Standard & Poor's ratings reflect our view that HSBC Canada
is core to its ultimate parent, HSBC, due to its meaningful
enough size in a group context, strong operating performance,
and most importantly, integral role within HSBC's growth
strategy in North America.
As a result of the group relationship, we equalize the
long-term issuer credit rating on HSBC Canada with the 'AA-'
ratings on the group's other core operating entities.
Standard & Poor's bases its SACP on HSBC Canada on its
"moderate" business position given its limited geographical
reach in Canada (operating mostly in the province of British
Columbia), "adequate" capital and earnings, based on Standard &
Poor's projected risk-adjusted capital ratio of 9.8%-10.2% by
year-end 2012, adequate" risk position with similar credit
quality metrics to its Canadian peers, "average" funding and
"adequate" liquidity scores, as well as group support.

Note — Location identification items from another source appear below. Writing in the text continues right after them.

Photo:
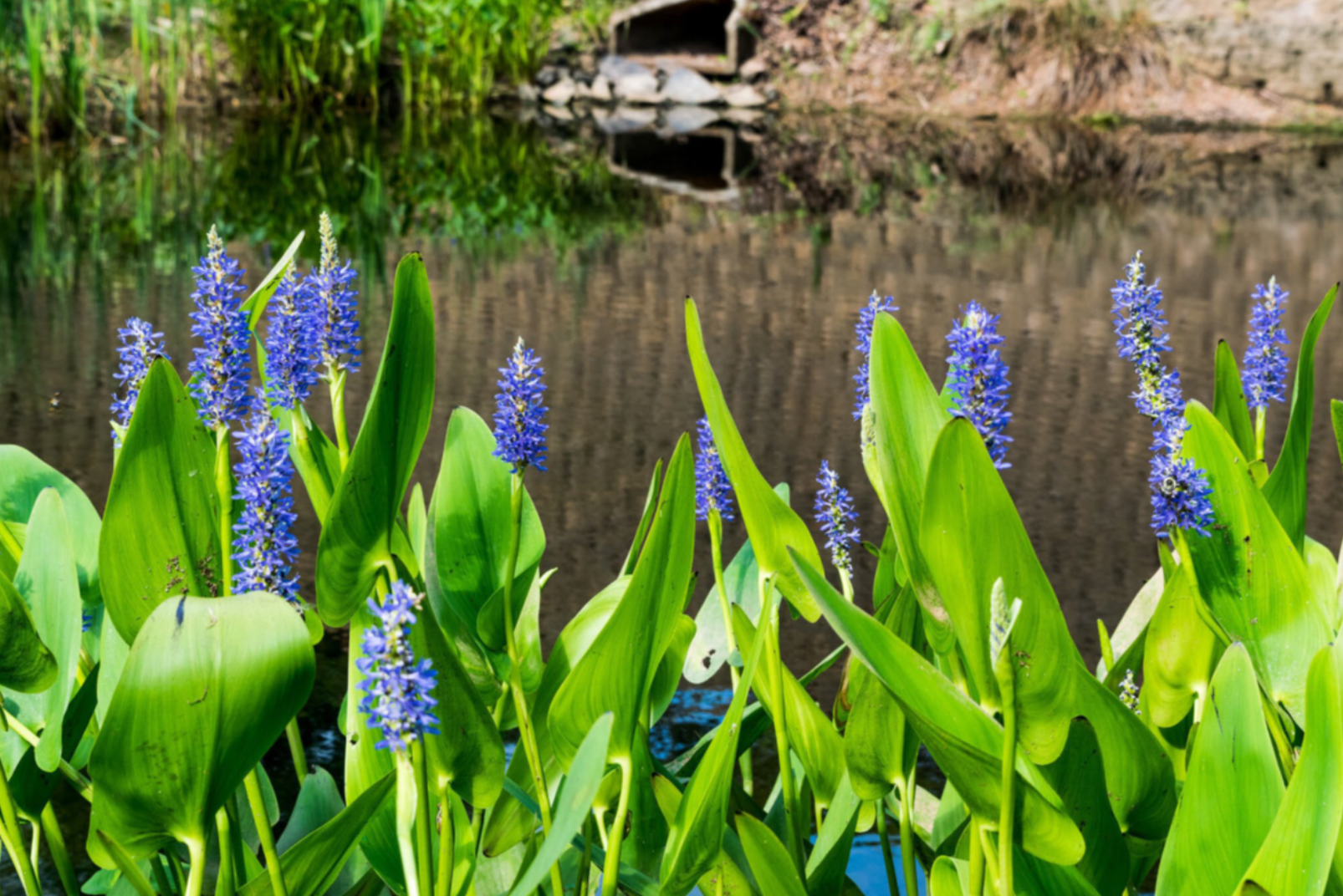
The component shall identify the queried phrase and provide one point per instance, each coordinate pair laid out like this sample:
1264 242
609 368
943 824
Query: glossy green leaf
23 477
963 741
616 670
160 531
1232 790
973 537
572 803
1229 405
1285 486
1252 578
357 535
771 524
207 690
314 864
1296 856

The SACP on HSBC Canada is 'bbb+'.
The negative outlook reflects that on HSBC and the HSBC
group. We expect that the ratings on HSBC Canada will move in
line with the ratings on its parent. We could lower the ratings
on HSBC Canada if we no longer consider the bank to be "core" to
HSBC under our group methodology criteria. This could result
from a period of sustained weak operating performance or
evidence that HSBC Canada's activities are of diminishing
importance to the group. An outlook revision to stable from
negative would only follow a similar outlook revision to HSBC.